Agus kemudian mendapatkan kesempatan emas untuk melanjutkan studi magister di Ecole Nationale de l'Aviation Civile (ENAC) dan ENSICA di Prancis, sebuah langkah yang membuka cakrawala baru baginya dalam dunia penerbangan. Selama masa studi di Eropa, ia tidak hanya memperdalam ilmunya tetapi juga menjalin koneksi dengan para ahli teknologi tinggi.

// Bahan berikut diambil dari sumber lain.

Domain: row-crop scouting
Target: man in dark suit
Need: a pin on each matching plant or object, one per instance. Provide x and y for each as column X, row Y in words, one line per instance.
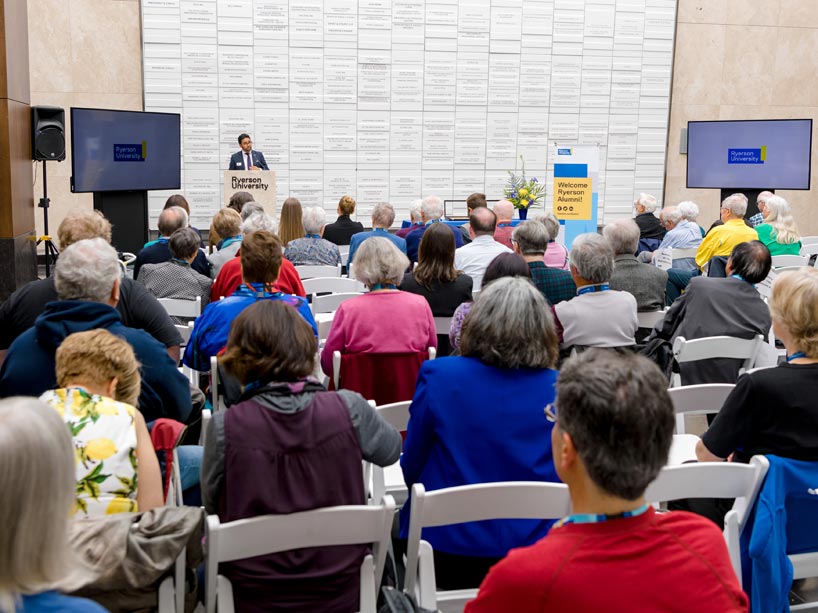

Jerih payahnya menimba ilmu di negeri orang makin tersemangati ketika kemudian ia dibantu rekan kuliahnya di Ecole yang sama yang berlatar belakang ilmu komputer lulusan teknik Informatika ITB, sinergi profesional ini menghasilkan kebijakan strategis dalam konsep keselamatan penerbangan Indonesia. Rekan seprofesi inilah yang kelak menjadi pendamping hidupnya.
Setelah menyelesaikan studinya di Prancis, Agus kembali ke Indonesia dengan semangat baru dan wawasan yang lebih luas. Ia diberi kepercayaan oleh Prof. Habibie untuk berperan sebagai regulator penerbangan, bukan sebagai produsen lagi. Kariernya sebagai regulator dimulai dari posisi Inspektur Kelaikudaraan Pesawat, yang kemudian berkembang menjadi Kepala Seksi, Kepala Bagian Perencanaan, Direktur Bandar Udara, Kepala Badan Kebijakan Transportasi, hingga mencapai puncak jabatan regulator yaitu sebagai Direktur Jenderal Perhubungan Udara di Kementerian Perhubungan, maka dari itu ia disebut sebagai pejabat karir.
Sebagai Dirjen Perhubungan Udara, Agus dihadapkan pada tantangan besar untuk meningkatkan keselamatan dan reputasi penerbangan Indonesia. Dengan ketelatenan dan dedikasinya, ia melakukan inspeksi lapangan secara langsung, yang membantunya menemukan solusi tepat untuk meningkatkan keselamatan penerbangan. Hasilnya adalah peningkatan signifikan dalam nilai ICAO safety compliance Indonesia dari di bawah 50 menjadi di atas 80, sebuah pencapaian yang luar biasa.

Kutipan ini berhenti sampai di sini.